OCSP Stapling is known as TLS certificate status Request extension used to check the status of certificate revocation of x.509 digital certificate. OCSP is useful for clients who possess limited processing power and memory and even for CAs who have large CRLs (Certificate Revocation Lists). OCSP can provide more appropriate information about the revocation of a certificate than CRL. OCSP can check the certificate issued by CA while CRL only provides the revocation list of serial numbers and therefore, it is possible to detect the usage of fraudulent certificate.
OCSP request made by browser itself takes much time in SSL handshake and creates traffic burden on the CA. To handle large sites that serving multiple users, the CA must build a significant infrastructure to handle all those requests. To overcome this issue, Internet Engineering Task Force’s TLS Working Group defined an extension to the TLS protocol referred to as OCSP stapling. It uses TLS server as a proxy and provides OCSP response for site’s certificate and passes on to clients that asking for the response for TLS handshake. As the response comes directly from the server, there is no need to obtain request information from issuer that can augment site performance.
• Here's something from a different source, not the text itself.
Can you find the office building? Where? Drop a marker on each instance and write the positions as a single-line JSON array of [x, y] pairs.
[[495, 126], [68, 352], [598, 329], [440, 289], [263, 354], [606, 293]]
By mitigating privacy concern and burden of the infrastructure demands, it makes faster web page loading. OCSP stapling is at present backed by IIS 7+, Apache 2.4+ (must be manually enabled) and Nginx 1.7.3+. Some facts about OCSP stapling are defined as under.
- In the latest Netcraft survey, 22% of certificates were processed with OCSP stapling.
- All these 22% of certificates were using Microsoft window.
- 94.54% Window server 2008 use OCSP stapling.
- 1.76% Window server 2012 uses OCSP stapling.
- Linux and other unknown operating system contribute 1.39 & 1.25% respectively in OCSP stapling usage.
Below table shows browser wise support of OCSP stapling.
Browser/OS | Windows | Linux | Mac OS X | IOS | Android |
Chrome 28 |
Yes |
Yes |
No |
No |
No |
Firefox 22 |
No |
No |
No |
N/A |
No |
IE 10 |
Yes |
N/A |
N/A |
N/A |
N/A |
Safari 6 |
No |
N/A |
No |
No |
N/A |
Opera 12 |
Yes |
Yes |
Yes |
N/A |
N/A |
Opera 15 |
Yes |
N/A |
No |
N/A |
N/A |
Opera Mini |
N/A |
N/A |
N/A |
Yes |
Yes |
Opera Mobile |
N/A |
N/A |
N/A |
N/A |
No |
The main drawback of OCSP stapling is it increases the traffic size per full handshake; however, such size is negligible compare to encrypted data sent over the connection. OCSP stapling only runs for site certificates and never checks the validity of intermediate CA certificates in the certificate chain and clients have to check individually certificate’s validity with CRLs or OCSP responses.
To avoid this limitation, OCSP multiple stapling has come into force that carries OCSP requirement in intermediate CA certificate. Now it is possible to use OCSP stapling for intermediate certificate. Checking intermediate certificate information with OCSP stapling is referred to multi stapling. Some reviewers also raised a question that size of multiple stapling will increase the handshake delay. To mitigate this hurdle, Certificate Authority has to keep their OCSP response small (512 bytes) and try to avoid assigned OCSP signing certificate.
It is necessary to check cancelled certificate as it will be unsafe for website users and organization and hackers can compromise the revoked certificate and may steal user’s data. OCSP stapling is one-step ahead than CRL, as it understands better the situation of revocation certificate.